The discovery of the importance of D-branes led to another world-changing idea: the string theory landscape. Those extra dimensions that string theory predicts have to be hidden somehow, and the simplest thing to do is to curl them up into an invisibly tiny space. It turns out that D-branes can wrap around different directions in those compact spaces, and Joe and Raphael Bousso argued that this could lead to a preposterously large number of different “vacua” predicted by string theory. Each vacuum would manifest different low-energy laws of physics, such as the number of particles and the forces between them.

Coupled with inflationary cosmology, we might even imagine an immense multiverse of many regions, each of which is found in a different vacuum. Then, plausibly, we could try to explain certain features of the vacuum in which we find ourselves by appealing to the anthropic principle—most such vacua would be inhospitable to the existence of intelligent life, so the one in which we live would need to have special properties.

Joe never really liked such anthropic reasoning, but he was led to consider it by following the equations, and like a good scientist he accepted what he found once he was there. But when I was working at KITP he was still a confirmed skeptic. I once asked him what his favorite explanation would be if astronomers were to discovery a nonzero cosmological constant (the energy of empty space itself). In his always-quotable way, Joe immediately replied that this would be a disaster, as the only plausible answer would be the anthropic principle. That would be sad, as it would represent a failure of physics to make a unique prediction for a physically important quantity; he would probably have to quite doing physics under such conditions, he mused, and if that happened, he promised that I could have his office.

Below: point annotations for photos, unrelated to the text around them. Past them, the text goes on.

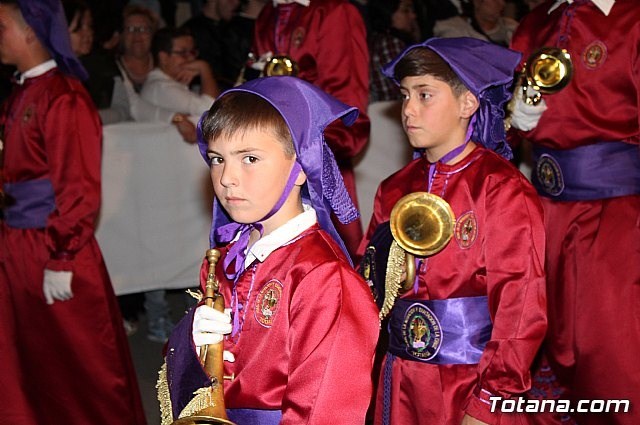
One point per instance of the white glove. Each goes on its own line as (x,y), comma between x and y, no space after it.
(209,325)
(57,286)
(524,116)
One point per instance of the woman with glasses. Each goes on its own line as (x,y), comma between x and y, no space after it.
(176,68)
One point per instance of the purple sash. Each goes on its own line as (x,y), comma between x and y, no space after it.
(34,201)
(254,416)
(599,171)
(451,331)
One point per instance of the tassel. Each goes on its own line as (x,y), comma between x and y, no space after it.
(166,415)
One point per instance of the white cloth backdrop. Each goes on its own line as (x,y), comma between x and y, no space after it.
(156,208)
(387,152)
(156,198)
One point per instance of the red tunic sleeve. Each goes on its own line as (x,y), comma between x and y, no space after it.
(343,72)
(516,290)
(72,140)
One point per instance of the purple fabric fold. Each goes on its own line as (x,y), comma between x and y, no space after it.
(487,70)
(456,330)
(33,202)
(47,19)
(307,110)
(254,416)
(598,171)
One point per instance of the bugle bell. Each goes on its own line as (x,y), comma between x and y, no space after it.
(280,65)
(548,70)
(422,225)
(207,407)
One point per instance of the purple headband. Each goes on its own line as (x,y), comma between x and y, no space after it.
(47,19)
(487,70)
(307,110)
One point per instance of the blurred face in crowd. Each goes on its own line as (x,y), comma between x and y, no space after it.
(404,18)
(182,52)
(81,33)
(13,35)
(137,33)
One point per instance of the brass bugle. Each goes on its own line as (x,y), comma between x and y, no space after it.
(548,70)
(211,357)
(422,224)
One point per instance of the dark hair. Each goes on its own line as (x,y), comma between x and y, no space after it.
(163,40)
(424,61)
(240,111)
(139,10)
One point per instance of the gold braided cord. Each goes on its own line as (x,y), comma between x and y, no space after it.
(166,415)
(202,399)
(393,280)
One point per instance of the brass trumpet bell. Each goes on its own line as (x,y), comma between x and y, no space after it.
(422,223)
(281,66)
(548,70)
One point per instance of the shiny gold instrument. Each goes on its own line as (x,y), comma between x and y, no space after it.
(207,407)
(422,224)
(548,70)
(281,65)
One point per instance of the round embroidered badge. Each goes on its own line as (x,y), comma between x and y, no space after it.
(267,302)
(421,332)
(466,230)
(549,175)
(594,54)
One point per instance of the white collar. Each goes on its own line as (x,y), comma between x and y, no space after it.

In 1998, of course, astronomers did indeed discover that the universe is accelerating, a sign of a nonzero cosmological constant. I reminded Joe of his promise, but instead of retiring he decided to continue doing interesting physics, and he kept his office. That’s okay, he put it to better use than I would have.

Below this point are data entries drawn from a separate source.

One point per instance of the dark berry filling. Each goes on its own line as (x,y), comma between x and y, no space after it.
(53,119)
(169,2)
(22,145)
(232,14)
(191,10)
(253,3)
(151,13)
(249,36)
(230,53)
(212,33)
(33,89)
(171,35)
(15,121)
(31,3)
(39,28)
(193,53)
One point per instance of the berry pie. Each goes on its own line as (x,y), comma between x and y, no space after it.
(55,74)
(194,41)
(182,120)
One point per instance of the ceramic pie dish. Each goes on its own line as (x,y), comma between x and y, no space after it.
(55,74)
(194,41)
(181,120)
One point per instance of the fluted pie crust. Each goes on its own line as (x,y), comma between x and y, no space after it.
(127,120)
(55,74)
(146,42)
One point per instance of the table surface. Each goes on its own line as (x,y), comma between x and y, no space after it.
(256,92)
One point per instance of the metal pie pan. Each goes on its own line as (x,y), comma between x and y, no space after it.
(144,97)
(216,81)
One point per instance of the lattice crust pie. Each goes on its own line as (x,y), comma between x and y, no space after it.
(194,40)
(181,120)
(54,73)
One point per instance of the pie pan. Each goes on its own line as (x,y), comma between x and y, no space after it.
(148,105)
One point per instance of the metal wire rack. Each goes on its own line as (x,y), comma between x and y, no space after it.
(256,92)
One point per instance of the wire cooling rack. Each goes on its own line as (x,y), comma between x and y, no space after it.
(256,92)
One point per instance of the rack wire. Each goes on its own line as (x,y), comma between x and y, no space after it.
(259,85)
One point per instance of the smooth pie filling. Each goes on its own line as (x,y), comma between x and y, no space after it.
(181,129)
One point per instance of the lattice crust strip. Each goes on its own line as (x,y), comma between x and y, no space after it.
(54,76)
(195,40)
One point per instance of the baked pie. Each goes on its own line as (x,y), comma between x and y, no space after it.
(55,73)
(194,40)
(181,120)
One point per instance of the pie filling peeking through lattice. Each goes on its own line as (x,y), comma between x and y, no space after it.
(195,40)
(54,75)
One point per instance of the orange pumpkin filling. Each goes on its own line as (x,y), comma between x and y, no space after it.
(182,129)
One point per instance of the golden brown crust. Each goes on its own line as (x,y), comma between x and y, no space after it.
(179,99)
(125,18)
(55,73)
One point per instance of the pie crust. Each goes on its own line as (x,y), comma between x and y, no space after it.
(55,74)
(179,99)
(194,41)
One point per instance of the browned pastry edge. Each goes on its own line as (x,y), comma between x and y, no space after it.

Most recently, Joe and collaborators proposed the “firewall paradox” for black holes. If we want to reconcile locality (physical interactions only happen between nearby points in space) with the conservation of quantum information as black holes evaporate over time, they argued that observers falling into such black holes would be irradiated by ultra-high-energy particles, contrary to everything you would be taught in a general relativity textbook. The thought experiment was absolutely typical Joe: carefully thinking about a problem that had been around for years, reaching an astonishing and hard-to-believe conclusion, and then remaining agnostic about how the apparent paradox would ultimately be resolved.

Joe Polchinski was a theoretical physicist’s theoretical physicist. The world is a little less insightful without him around.

 

Sean Carroll is a theoretical physicist at the California Institute of Technology in Pasadena, and author of The Big Picture: On the Origins of Life, Meaning, and the Universe Itself.